Each type carries exactly the data relevant to its state. No dead fields.

Transitions are functions that consume one state and produce the next:

auto connect(Created c) -> Connected {
    int fd = ::socket(/* ... */);
    // ... connect to c.host ...
    return Connected{fd};
}

auto send_request(Connected c, std::string request) -> RequestSent {
    ::write(c.socket_fd, request.data(), request.size());
    return RequestSent{c.socket_fd};
}

auto receive_response(RequestSent s) -> ResponseReceived {
    std::string response = /* read from s.socket_fd */;
    return ResponseReceived{s.socket_fd, std::move(response)};
}

auto close(ResponseReceived r) -> void {
    ::close(r.socket_fd);
}

Protocol violations become type errors:

auto c = Created{"example.com"};
send_request(std::move(c), "GET /");  // ERROR: Created is not Connected

auto conn = connect(Created{"example.com"});
receive_response(std::move(conn));  // ERROR: Connected is not RequestSent

Linear Logic: The Foundation

Typestate programming is grounded in linear logic, invented by Jean-Yves Girard in 1987. To understand why typestate works — and what its limits are — we need to understand what linear logic is.

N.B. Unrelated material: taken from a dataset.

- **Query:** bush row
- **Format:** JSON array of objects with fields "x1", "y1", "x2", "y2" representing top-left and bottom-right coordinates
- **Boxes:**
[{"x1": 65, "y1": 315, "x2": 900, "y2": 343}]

In classical logic, you can use a premise as many times as you want. If you know “it is raining,” you can use that fact in ten different deductions. You can also ignore premises — if you know “it is raining” but do not need that fact, you discard it.

These correspond to two structural rules:

Contraction: use a premise multiple times (copying)
Weakening: ignore a premise (discarding)

Linear logic removes both. In linear logic, every hypothesis must be used exactly once. You cannot copy it. You cannot discard it.

Why would you want this? Because resources work this way. A file handle must be closed exactly once — not zero times (leak), not twice (double-close). A database transaction must be committed or rolled back exactly once. A message must be consumed exactly once.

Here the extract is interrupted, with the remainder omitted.